[PATCH] utf8 flag support on perl lib

Sat Jan 12 16:09:08 UTC 2008

On Sat, Jan 12, 2008 at 13:38:38 +0100, Peter J. Holzer wrote:
> * A floating point value: Same as the integers, except that on at least
>   some perl implementations the FP -> string -> FP conversion may lose
>   some precision (but that's a bug in perl).

It's not a bug in Perl, but common user misunderstanding.  Being
dynamically typed language is different from having automatic
conversion into strings.  When you store floats to file you can either
stringify it, or pack() it, depending on what you are trying to
achieve.  _Stringification_ is simply not a substitute for
_serialization_.  C::M could just use Storable in all cases, but there
are actually two APIs in it: one is raw, byte-oriented, Perl-unaware
(passing scalar _buffers_), and one is Perl aware (passing references,
including references to scalars, they are not an exception).  It's a
mere coincidence that some scalar types are automatically converted to
such "octet buffers".  And that's why proposed solution has to call
Perl internal functions---it solves the wrong problem in a wrong way.

But this misunderstanding is very common in Perl world, and I myself
put $memd->set('key', 123); in example section of C::M::F (thankfully
it isn't 1.23 :)).  And since the reality is how one observers it,
there's no point in trying to change this.  If there are users who
demand the functionality, let's have it, wrong as it is ;).  As long
as it is disabled by default everyone should be satisfied.

I'm adding the following to my TODO list for C::M::F (can't help with
C::M, sorry):

  Add constructor parameter

    encoding => 'preserve' | 'force' (default: undef, i.e. neither)

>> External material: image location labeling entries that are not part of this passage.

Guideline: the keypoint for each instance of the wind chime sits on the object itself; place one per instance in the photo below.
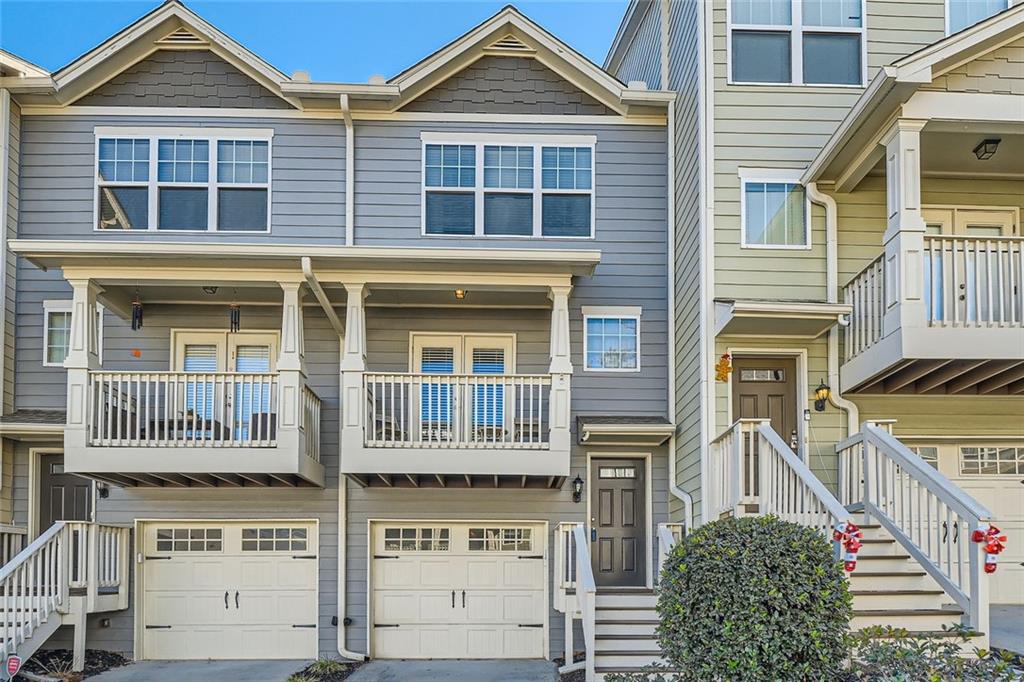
(235, 313)
(136, 312)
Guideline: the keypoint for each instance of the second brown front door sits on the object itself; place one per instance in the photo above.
(619, 537)
(61, 497)
(766, 388)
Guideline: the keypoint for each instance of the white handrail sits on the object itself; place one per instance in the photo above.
(586, 590)
(929, 515)
(411, 410)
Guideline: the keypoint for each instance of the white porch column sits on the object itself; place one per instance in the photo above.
(291, 371)
(353, 364)
(904, 237)
(561, 369)
(83, 355)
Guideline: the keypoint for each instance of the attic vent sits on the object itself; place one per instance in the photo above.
(509, 44)
(181, 36)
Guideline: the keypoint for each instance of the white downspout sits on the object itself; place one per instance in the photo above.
(674, 488)
(346, 114)
(832, 295)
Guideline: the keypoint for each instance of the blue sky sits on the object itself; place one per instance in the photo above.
(334, 40)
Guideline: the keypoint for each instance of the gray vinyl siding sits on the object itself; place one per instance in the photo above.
(642, 57)
(307, 202)
(507, 85)
(182, 78)
(10, 262)
(684, 75)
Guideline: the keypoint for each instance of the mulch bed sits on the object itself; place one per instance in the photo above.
(56, 663)
(341, 673)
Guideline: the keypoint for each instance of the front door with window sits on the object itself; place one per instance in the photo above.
(617, 525)
(766, 388)
(61, 497)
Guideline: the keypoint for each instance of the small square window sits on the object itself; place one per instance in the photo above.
(612, 343)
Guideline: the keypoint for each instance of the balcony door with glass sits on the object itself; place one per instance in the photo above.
(233, 396)
(472, 406)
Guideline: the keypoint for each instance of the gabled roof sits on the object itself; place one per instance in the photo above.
(895, 84)
(171, 25)
(507, 33)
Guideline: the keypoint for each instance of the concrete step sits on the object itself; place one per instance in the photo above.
(610, 600)
(626, 613)
(915, 619)
(882, 599)
(628, 642)
(625, 627)
(626, 658)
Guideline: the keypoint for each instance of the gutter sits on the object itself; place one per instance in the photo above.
(346, 114)
(674, 488)
(832, 295)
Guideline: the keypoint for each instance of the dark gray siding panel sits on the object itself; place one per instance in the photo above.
(507, 85)
(183, 78)
(307, 178)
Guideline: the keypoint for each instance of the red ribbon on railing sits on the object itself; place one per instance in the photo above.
(994, 541)
(850, 536)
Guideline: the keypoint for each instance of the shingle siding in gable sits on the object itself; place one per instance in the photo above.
(507, 85)
(189, 78)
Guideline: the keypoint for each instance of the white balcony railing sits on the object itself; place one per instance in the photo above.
(178, 409)
(974, 281)
(457, 411)
(866, 294)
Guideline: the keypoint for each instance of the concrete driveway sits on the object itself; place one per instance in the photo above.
(221, 671)
(449, 671)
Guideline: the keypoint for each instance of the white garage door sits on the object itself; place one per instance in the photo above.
(459, 590)
(238, 590)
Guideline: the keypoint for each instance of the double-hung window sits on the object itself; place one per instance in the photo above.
(505, 185)
(174, 179)
(611, 338)
(962, 13)
(774, 211)
(799, 42)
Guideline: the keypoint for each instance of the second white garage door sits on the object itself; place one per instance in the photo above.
(459, 590)
(229, 590)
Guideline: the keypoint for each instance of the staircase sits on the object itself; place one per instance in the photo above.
(72, 569)
(916, 569)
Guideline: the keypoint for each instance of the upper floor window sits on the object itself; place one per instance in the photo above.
(504, 185)
(56, 332)
(611, 338)
(799, 42)
(774, 212)
(183, 179)
(962, 13)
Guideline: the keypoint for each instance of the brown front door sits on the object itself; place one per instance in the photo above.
(619, 537)
(766, 388)
(61, 497)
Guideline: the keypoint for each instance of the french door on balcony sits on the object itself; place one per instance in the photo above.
(969, 270)
(241, 408)
(469, 402)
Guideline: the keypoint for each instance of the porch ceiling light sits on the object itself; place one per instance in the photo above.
(986, 148)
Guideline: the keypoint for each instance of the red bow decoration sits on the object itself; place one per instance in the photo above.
(848, 534)
(994, 542)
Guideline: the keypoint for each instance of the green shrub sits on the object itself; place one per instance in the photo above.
(884, 654)
(754, 598)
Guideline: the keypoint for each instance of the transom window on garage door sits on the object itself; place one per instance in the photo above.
(417, 540)
(189, 540)
(501, 540)
(273, 540)
(987, 461)
(507, 185)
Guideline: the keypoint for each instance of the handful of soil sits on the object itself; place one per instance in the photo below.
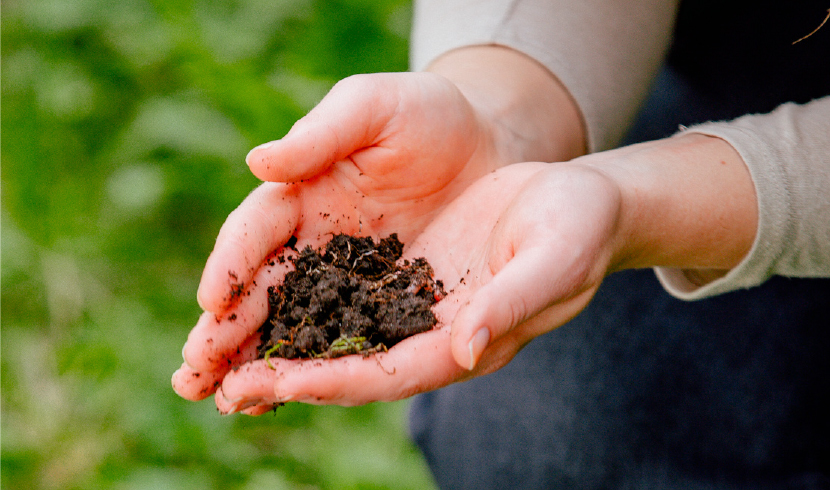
(352, 297)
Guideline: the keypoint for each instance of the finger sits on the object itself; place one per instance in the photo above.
(214, 341)
(260, 225)
(252, 385)
(521, 289)
(194, 385)
(351, 117)
(417, 364)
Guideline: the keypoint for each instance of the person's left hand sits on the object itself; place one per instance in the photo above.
(521, 251)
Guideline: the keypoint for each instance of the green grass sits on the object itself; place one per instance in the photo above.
(124, 129)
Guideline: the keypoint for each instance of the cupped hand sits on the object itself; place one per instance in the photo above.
(521, 251)
(381, 153)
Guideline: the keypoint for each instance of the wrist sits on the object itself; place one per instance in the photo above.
(528, 112)
(688, 202)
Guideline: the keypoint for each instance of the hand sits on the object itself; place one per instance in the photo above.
(381, 153)
(521, 251)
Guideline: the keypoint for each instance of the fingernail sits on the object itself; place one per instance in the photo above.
(263, 146)
(185, 358)
(243, 405)
(477, 345)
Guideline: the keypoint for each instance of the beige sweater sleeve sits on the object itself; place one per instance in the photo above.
(605, 52)
(788, 155)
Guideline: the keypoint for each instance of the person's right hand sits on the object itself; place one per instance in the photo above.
(380, 154)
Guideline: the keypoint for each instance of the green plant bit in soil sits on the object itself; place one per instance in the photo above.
(352, 297)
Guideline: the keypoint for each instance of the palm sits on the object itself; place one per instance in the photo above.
(488, 241)
(381, 154)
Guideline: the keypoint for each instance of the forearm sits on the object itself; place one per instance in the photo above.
(725, 206)
(687, 202)
(603, 52)
(530, 114)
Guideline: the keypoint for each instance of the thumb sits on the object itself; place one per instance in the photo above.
(348, 119)
(523, 288)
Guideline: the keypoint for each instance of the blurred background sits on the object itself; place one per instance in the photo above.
(124, 131)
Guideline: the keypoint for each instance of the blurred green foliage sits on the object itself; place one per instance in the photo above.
(124, 129)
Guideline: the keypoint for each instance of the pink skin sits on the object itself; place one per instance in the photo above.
(504, 246)
(366, 156)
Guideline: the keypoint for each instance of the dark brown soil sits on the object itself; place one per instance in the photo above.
(352, 297)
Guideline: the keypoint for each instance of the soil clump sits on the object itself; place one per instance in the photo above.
(351, 297)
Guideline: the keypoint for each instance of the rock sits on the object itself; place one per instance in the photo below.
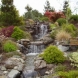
(16, 67)
(40, 64)
(36, 42)
(47, 72)
(3, 77)
(13, 61)
(20, 67)
(13, 73)
(3, 68)
(50, 66)
(38, 58)
(5, 72)
(30, 74)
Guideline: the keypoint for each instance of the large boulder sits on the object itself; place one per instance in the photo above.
(40, 64)
(13, 74)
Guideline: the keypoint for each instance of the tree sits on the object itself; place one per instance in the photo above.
(28, 14)
(66, 5)
(67, 11)
(47, 7)
(31, 14)
(9, 14)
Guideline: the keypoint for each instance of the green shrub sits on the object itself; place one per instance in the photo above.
(53, 34)
(9, 46)
(44, 18)
(52, 26)
(74, 17)
(27, 35)
(70, 74)
(61, 21)
(70, 28)
(74, 59)
(60, 67)
(17, 33)
(53, 55)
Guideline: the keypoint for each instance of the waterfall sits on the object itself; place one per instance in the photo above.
(35, 47)
(41, 31)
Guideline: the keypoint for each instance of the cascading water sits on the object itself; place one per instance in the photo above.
(34, 48)
(41, 31)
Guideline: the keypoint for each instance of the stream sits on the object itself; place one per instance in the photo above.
(35, 48)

'preserve' would mean "save on store and restore on fetch", 'force'
would mean "forcefully make Perl think it's a text string" (this would
be needed for the scenarios I outlined earlier, i.e. when the side
that does the store doesn't set any flag but fetching side is
confident that fetched data is the text in the right encoding).

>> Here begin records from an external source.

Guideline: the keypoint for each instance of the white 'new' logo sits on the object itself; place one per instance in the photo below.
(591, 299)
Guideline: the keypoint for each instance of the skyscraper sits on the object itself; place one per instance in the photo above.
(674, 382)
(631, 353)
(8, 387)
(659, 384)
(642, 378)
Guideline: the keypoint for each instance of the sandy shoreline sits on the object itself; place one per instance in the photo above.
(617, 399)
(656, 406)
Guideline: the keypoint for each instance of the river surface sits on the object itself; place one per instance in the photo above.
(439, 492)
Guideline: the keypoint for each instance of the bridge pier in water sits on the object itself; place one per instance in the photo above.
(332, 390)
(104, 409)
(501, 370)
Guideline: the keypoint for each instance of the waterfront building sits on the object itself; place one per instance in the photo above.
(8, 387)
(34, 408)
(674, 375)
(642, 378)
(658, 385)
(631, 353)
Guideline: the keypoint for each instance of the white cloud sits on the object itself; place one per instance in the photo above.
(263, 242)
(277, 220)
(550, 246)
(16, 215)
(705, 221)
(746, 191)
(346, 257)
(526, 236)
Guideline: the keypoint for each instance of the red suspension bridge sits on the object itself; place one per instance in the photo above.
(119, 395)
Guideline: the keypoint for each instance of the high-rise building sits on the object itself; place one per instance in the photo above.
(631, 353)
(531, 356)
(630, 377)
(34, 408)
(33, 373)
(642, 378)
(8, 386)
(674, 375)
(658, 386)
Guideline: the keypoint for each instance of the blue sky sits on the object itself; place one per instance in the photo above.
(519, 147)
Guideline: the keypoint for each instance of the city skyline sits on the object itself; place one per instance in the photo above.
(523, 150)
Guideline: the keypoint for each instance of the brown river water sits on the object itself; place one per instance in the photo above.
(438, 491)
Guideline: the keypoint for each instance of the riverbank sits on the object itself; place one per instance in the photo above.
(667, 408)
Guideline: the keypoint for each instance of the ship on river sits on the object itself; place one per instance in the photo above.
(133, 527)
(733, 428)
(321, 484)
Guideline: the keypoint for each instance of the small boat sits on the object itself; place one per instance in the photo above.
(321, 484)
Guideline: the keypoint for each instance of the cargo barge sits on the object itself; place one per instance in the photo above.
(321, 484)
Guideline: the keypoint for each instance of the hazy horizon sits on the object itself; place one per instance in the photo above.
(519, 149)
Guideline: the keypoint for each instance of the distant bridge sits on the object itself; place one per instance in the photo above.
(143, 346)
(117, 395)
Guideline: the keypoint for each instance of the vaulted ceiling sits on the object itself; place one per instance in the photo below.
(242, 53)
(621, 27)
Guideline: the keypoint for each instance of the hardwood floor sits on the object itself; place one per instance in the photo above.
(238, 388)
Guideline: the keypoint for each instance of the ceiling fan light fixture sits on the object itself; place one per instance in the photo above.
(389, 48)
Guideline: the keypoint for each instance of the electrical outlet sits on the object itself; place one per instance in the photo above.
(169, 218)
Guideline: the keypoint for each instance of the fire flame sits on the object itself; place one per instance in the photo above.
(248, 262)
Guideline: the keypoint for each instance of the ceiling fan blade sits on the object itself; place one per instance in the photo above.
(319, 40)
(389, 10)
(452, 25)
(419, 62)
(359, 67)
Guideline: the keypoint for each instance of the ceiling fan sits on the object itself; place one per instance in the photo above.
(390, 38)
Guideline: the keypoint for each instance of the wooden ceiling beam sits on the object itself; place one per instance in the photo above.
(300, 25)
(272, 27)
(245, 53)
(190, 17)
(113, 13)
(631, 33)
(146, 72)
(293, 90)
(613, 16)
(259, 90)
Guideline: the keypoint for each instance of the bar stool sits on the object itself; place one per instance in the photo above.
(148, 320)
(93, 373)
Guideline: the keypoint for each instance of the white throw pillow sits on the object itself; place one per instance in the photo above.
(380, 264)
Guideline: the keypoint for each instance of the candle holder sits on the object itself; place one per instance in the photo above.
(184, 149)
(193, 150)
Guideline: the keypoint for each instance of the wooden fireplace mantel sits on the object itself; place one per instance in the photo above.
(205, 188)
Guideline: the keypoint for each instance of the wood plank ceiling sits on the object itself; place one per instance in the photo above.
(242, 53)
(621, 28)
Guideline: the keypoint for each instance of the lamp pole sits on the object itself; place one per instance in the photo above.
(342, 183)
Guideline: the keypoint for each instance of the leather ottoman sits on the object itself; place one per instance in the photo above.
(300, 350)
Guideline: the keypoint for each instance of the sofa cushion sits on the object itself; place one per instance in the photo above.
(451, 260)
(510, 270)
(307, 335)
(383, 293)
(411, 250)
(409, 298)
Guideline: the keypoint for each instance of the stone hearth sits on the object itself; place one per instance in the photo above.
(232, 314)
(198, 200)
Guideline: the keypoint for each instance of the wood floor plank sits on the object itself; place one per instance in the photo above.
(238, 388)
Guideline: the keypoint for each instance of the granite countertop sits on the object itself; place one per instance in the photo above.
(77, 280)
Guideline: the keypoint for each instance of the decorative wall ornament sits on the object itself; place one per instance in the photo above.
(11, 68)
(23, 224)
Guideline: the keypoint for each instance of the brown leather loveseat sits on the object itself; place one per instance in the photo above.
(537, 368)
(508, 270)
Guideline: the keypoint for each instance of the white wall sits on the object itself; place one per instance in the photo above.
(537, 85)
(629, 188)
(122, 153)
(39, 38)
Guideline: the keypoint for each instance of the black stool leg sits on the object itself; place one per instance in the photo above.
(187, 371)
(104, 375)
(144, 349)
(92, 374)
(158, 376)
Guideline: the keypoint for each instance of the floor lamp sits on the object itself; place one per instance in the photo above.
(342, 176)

Peter, could you please enlighten me with the expert opinion if I should
use Encode::is_utf8 and Encode::_utf8_on like Tatsuki-san did, or have
I use utf8::is_utf8(), utf8::upgrade(), utf8::downgrade(), to get
_any_ encoding work, not just UTF-8?  Would be nice if you outline the
algorithm then.  Thanks in advance!

Finally, I'd like to note that addition to the TODO list is not a
promise to implement the feature.  The matter requires more
consideration.

-- 
   Tomash Brechko